Ravi,

We process large numbers of files and noticed the I/O overhead as well.  I put 
the content, FlowFiles and provenance repositories on SSD and was then able to 
achieve high enough throughput with our workloads to consistently saturate a 
1Gb pipe with lots of parallel processing, which was fast enough for our 
purposes.

I'd rather have the provenance history available for support and 
troubleshooting so it's a trade off that makes sense in our case, as SSD is 
cheap enough now.

Rick



> On Sep 5, 2015, at 9:57 PM, ravi mannan <[email protected]> 
> wrote:
> 
> 
> Hello,
> I am new to apache nifi (and java, somewhat), so forgive my ignorance.  I 
> want to use nifi to process large files.

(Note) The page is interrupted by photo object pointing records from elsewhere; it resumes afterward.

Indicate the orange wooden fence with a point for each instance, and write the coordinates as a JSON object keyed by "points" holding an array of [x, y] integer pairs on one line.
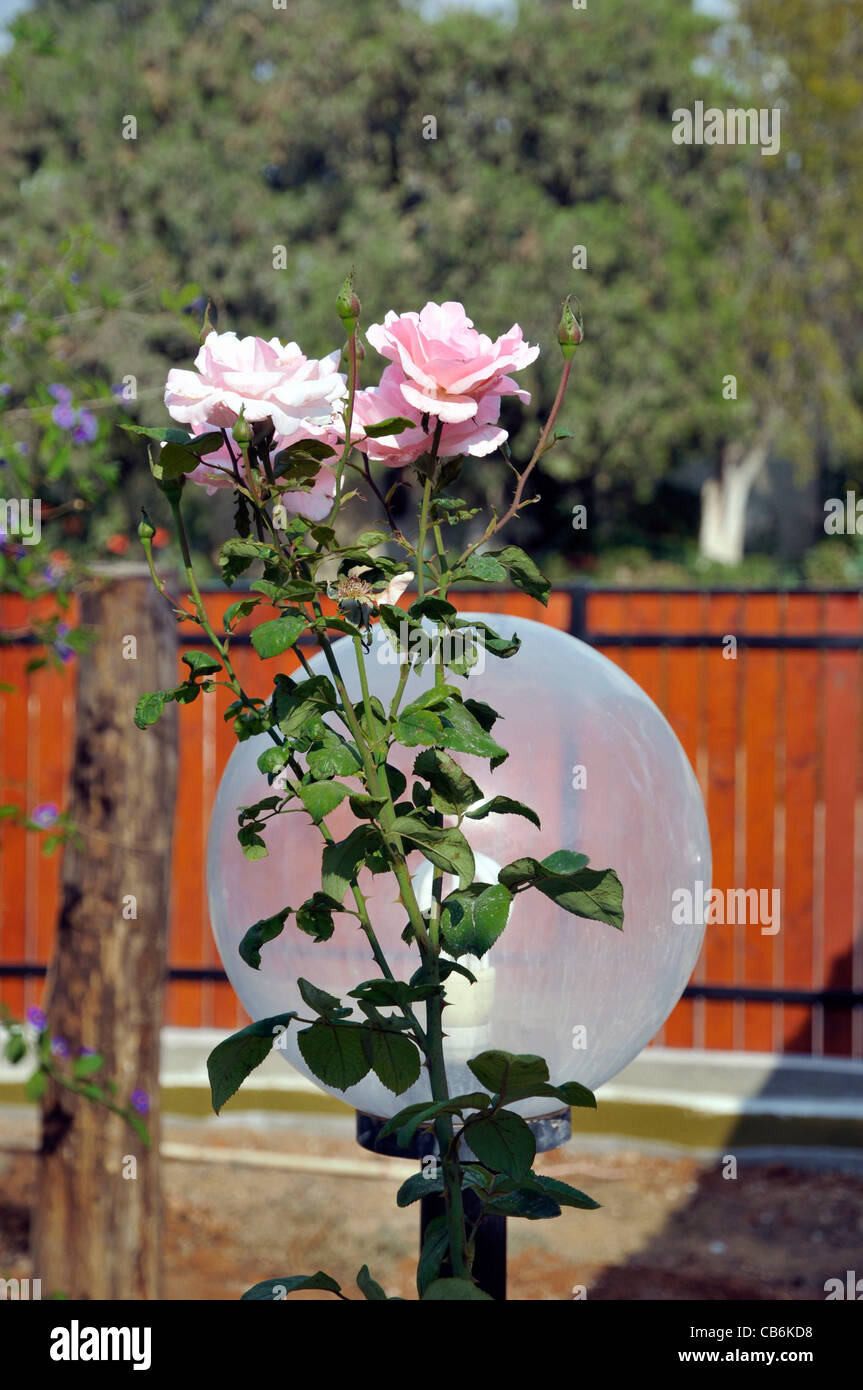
{"points": [[773, 736]]}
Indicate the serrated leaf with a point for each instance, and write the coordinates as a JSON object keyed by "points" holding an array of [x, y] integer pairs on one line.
{"points": [[503, 1141], [231, 1062], [482, 567], [259, 933], [503, 806], [473, 919], [278, 634], [392, 426], [418, 1186], [452, 788], [341, 861], [202, 663], [334, 1052], [435, 1247], [502, 1072], [446, 849], [455, 1290], [150, 708], [370, 1287], [271, 1290], [393, 1058], [523, 571], [321, 798]]}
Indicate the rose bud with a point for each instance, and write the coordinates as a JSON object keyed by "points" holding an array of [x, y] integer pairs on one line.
{"points": [[570, 330]]}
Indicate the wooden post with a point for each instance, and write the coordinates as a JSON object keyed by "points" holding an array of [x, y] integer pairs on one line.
{"points": [[97, 1222]]}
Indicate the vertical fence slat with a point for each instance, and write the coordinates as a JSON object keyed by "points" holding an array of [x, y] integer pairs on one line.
{"points": [[721, 679], [683, 710], [841, 729], [802, 688], [760, 674]]}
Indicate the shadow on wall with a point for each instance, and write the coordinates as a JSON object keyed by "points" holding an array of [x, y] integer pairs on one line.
{"points": [[755, 1228]]}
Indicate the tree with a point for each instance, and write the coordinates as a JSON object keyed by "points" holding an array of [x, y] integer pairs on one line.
{"points": [[463, 157], [798, 267], [97, 1222]]}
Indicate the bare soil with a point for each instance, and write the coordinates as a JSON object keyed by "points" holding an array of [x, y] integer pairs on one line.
{"points": [[670, 1226]]}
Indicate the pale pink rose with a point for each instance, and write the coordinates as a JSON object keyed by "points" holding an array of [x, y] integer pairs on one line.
{"points": [[448, 366], [477, 437], [216, 470], [314, 505], [264, 380]]}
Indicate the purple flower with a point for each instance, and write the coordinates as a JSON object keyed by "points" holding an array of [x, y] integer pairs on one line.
{"points": [[86, 428], [63, 416], [141, 1101]]}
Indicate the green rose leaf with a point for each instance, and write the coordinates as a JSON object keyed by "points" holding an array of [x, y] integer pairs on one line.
{"points": [[231, 1062], [150, 708], [521, 570], [489, 640], [452, 788], [257, 934], [434, 1251], [321, 798], [275, 1289], [587, 893], [314, 916], [202, 663], [455, 1290], [418, 1186], [503, 1141], [503, 806], [307, 699], [320, 1001], [471, 919], [502, 1072], [446, 849], [392, 1057], [334, 1051], [278, 634], [482, 567], [393, 424], [341, 861], [525, 1201], [368, 1287]]}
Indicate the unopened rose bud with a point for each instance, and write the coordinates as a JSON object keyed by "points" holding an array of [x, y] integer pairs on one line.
{"points": [[241, 430], [570, 330], [348, 306]]}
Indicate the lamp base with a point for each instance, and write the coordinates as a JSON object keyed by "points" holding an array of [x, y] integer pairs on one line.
{"points": [[489, 1257]]}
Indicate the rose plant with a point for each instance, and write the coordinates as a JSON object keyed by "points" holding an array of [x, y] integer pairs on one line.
{"points": [[289, 435]]}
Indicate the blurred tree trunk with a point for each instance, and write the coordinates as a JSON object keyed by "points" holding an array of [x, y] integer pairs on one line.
{"points": [[97, 1225], [726, 499]]}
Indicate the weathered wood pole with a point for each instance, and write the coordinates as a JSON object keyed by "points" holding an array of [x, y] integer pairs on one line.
{"points": [[97, 1222]]}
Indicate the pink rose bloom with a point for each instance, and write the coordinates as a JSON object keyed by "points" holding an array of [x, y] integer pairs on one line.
{"points": [[448, 366], [264, 380], [478, 435], [216, 470]]}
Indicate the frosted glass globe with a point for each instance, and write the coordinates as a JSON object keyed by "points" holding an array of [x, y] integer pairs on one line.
{"points": [[603, 769]]}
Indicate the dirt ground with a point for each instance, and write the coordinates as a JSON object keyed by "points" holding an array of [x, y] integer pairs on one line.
{"points": [[669, 1226]]}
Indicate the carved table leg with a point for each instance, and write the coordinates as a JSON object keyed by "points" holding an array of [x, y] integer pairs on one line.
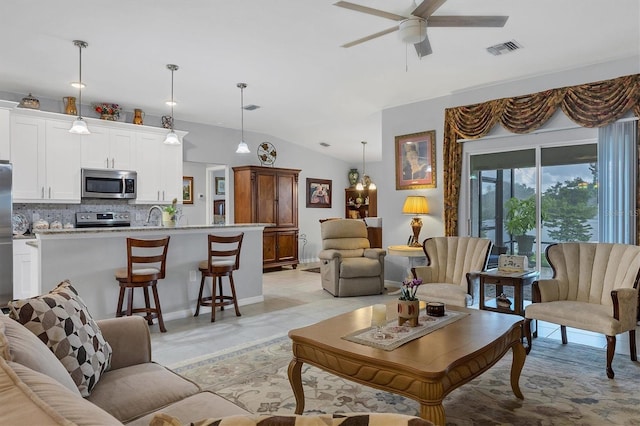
{"points": [[295, 379], [519, 355], [433, 413]]}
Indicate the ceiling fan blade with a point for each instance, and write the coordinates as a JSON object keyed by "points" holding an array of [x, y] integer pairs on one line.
{"points": [[467, 21], [370, 10], [427, 7], [370, 37], [423, 48]]}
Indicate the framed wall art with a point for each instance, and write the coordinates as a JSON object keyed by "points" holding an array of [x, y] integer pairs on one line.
{"points": [[187, 189], [318, 193], [416, 160], [220, 186]]}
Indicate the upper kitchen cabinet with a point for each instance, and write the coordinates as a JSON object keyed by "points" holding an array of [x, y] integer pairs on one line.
{"points": [[5, 129], [46, 160], [108, 148], [159, 168]]}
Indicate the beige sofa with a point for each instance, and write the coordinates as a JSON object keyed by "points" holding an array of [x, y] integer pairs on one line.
{"points": [[34, 382], [36, 389]]}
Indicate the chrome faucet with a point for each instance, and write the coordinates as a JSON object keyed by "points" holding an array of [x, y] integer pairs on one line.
{"points": [[151, 211]]}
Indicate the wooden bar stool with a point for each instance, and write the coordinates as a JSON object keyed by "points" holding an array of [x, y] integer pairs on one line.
{"points": [[146, 262], [224, 258]]}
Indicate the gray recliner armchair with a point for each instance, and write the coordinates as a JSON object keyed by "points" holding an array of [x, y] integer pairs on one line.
{"points": [[349, 267]]}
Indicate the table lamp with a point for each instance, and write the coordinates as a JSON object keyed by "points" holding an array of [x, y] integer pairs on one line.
{"points": [[416, 205]]}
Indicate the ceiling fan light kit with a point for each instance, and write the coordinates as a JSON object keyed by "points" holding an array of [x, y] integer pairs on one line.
{"points": [[413, 28]]}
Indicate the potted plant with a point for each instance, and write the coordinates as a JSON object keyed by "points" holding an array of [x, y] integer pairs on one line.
{"points": [[408, 304], [169, 214], [520, 219]]}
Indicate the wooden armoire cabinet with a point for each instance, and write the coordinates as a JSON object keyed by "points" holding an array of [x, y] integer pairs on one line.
{"points": [[269, 195]]}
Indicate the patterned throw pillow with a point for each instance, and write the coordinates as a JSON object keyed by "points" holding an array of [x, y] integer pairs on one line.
{"points": [[61, 320]]}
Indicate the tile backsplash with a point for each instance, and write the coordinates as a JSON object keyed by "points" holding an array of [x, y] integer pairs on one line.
{"points": [[66, 213]]}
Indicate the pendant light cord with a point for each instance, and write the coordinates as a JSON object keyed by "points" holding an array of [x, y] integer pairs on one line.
{"points": [[172, 102], [80, 84], [242, 113]]}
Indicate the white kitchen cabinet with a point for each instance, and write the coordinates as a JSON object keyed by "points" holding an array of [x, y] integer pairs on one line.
{"points": [[62, 163], [24, 284], [27, 156], [107, 148], [5, 133], [159, 168], [46, 160]]}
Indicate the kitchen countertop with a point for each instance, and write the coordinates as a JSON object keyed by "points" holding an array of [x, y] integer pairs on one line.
{"points": [[155, 229]]}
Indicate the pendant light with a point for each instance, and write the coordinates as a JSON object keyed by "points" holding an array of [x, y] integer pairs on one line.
{"points": [[365, 181], [243, 148], [79, 126], [172, 137]]}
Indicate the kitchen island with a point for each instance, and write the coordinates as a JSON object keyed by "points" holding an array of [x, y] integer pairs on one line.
{"points": [[88, 257]]}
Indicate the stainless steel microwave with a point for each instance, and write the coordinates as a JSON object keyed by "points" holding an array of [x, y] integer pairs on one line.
{"points": [[109, 183]]}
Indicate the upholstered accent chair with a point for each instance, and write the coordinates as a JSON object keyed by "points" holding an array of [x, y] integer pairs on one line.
{"points": [[594, 287], [452, 267], [349, 267]]}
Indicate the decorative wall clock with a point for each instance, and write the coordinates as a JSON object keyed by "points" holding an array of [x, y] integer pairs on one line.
{"points": [[267, 153]]}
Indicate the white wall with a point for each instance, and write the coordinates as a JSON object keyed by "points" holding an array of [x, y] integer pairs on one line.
{"points": [[216, 145], [429, 115]]}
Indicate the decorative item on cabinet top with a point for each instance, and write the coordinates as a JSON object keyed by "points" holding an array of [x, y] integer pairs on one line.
{"points": [[319, 193], [267, 153], [29, 102], [108, 111]]}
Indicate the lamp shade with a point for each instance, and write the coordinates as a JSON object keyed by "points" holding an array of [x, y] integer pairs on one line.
{"points": [[415, 204]]}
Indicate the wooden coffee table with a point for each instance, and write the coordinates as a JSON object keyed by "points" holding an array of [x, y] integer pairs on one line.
{"points": [[425, 369]]}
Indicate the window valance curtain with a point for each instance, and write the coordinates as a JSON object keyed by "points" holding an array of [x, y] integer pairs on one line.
{"points": [[589, 105]]}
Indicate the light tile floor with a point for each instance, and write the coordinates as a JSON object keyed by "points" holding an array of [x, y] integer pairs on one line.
{"points": [[292, 298]]}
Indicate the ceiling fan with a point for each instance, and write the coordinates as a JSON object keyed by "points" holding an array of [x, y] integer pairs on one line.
{"points": [[413, 28]]}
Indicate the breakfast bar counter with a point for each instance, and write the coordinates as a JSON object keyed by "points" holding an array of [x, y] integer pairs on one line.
{"points": [[88, 257]]}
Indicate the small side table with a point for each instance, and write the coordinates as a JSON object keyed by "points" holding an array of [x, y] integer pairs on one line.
{"points": [[415, 254], [517, 280]]}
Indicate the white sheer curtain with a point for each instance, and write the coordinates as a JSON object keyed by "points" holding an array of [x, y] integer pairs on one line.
{"points": [[617, 182]]}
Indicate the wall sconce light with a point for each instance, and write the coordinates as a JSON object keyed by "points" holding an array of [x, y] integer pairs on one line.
{"points": [[416, 205]]}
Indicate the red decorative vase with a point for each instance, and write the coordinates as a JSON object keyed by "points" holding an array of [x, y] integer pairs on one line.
{"points": [[408, 312]]}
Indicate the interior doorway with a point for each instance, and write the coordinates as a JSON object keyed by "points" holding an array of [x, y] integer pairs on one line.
{"points": [[217, 194]]}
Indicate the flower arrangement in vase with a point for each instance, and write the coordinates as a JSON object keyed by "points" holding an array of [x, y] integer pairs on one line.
{"points": [[108, 111], [169, 214], [408, 304]]}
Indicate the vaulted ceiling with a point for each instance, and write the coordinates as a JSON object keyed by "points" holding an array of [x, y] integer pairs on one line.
{"points": [[309, 89]]}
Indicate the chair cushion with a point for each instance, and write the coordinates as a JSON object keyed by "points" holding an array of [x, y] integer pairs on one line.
{"points": [[62, 321], [123, 273], [22, 346], [450, 294], [356, 267], [581, 315]]}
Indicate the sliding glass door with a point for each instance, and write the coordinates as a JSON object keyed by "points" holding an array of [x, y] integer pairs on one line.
{"points": [[525, 200]]}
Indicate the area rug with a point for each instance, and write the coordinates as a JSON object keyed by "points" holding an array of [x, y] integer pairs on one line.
{"points": [[562, 385]]}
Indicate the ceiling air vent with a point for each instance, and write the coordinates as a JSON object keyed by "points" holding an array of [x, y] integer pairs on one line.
{"points": [[502, 48]]}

My university has some research work 
> that could be written as nifi processors.  I know "large" can be a relative 
> term, but for the resources I have, these files are large. About 700mb-1gb.  
> I *had* processors that took these large files and split them into smaller 
> files, and then performed our algorithms (which I ported over to java), and 
> then extracted some data and finally did almost an "if-else" branching. Seems 
> great for nifi, right? Unfortunately I am seeing problems where it seems that 
> nifi is i/o bound. I think this is because the walog and provenance log and 
> all the transactions that are recorded there after each processor. I then 
> essentially combined my processes into a large one, which I know goes against 
> the grain of nifi.
> I wonder if I should use some of these:
> SideEffectFree
> SupportsBatching
> 
> and maybe I should've used SupportsBatching instead of throwing my code into 
> one big processor?
> Even if the above does help with the i/o problems, I still like having a 
> large nifi processor that does a lot of work. One benefit to using one big 
> processor is that I can use the Callback in session.read to load my large 
> files into a java.nio.ByteBuffer. A ByteBuffer is useful in my case because I 
> can have my data off heap and run my algorithms a chunk (or ".slice()") at a 
> time.  Hopefully you are familiar with this class. If I had many small 
> processors (with the grain), I would have to constantly use session.read and 
> InputStreamCallback and read the InputStream which is not as efficient as 
> using a ByteBuffer.
> 
> If I'm reading things correctly, FlowFileController.getContent returns an 
> InputStream, so that's not bad. My concern is that I will have many 
> processors (with many threads) reading InputStreams and then having many 
> objects waiting to be garbage collected. 
> 
> 
> So as you can imagine I am going off into tangents, I was wondering if you 
> have ideas to reduce the i/o I'm seeing and what you think of my use of 
> ByteBuffers. I wonder if I could pass the ByteBuffer around in a FlowFile?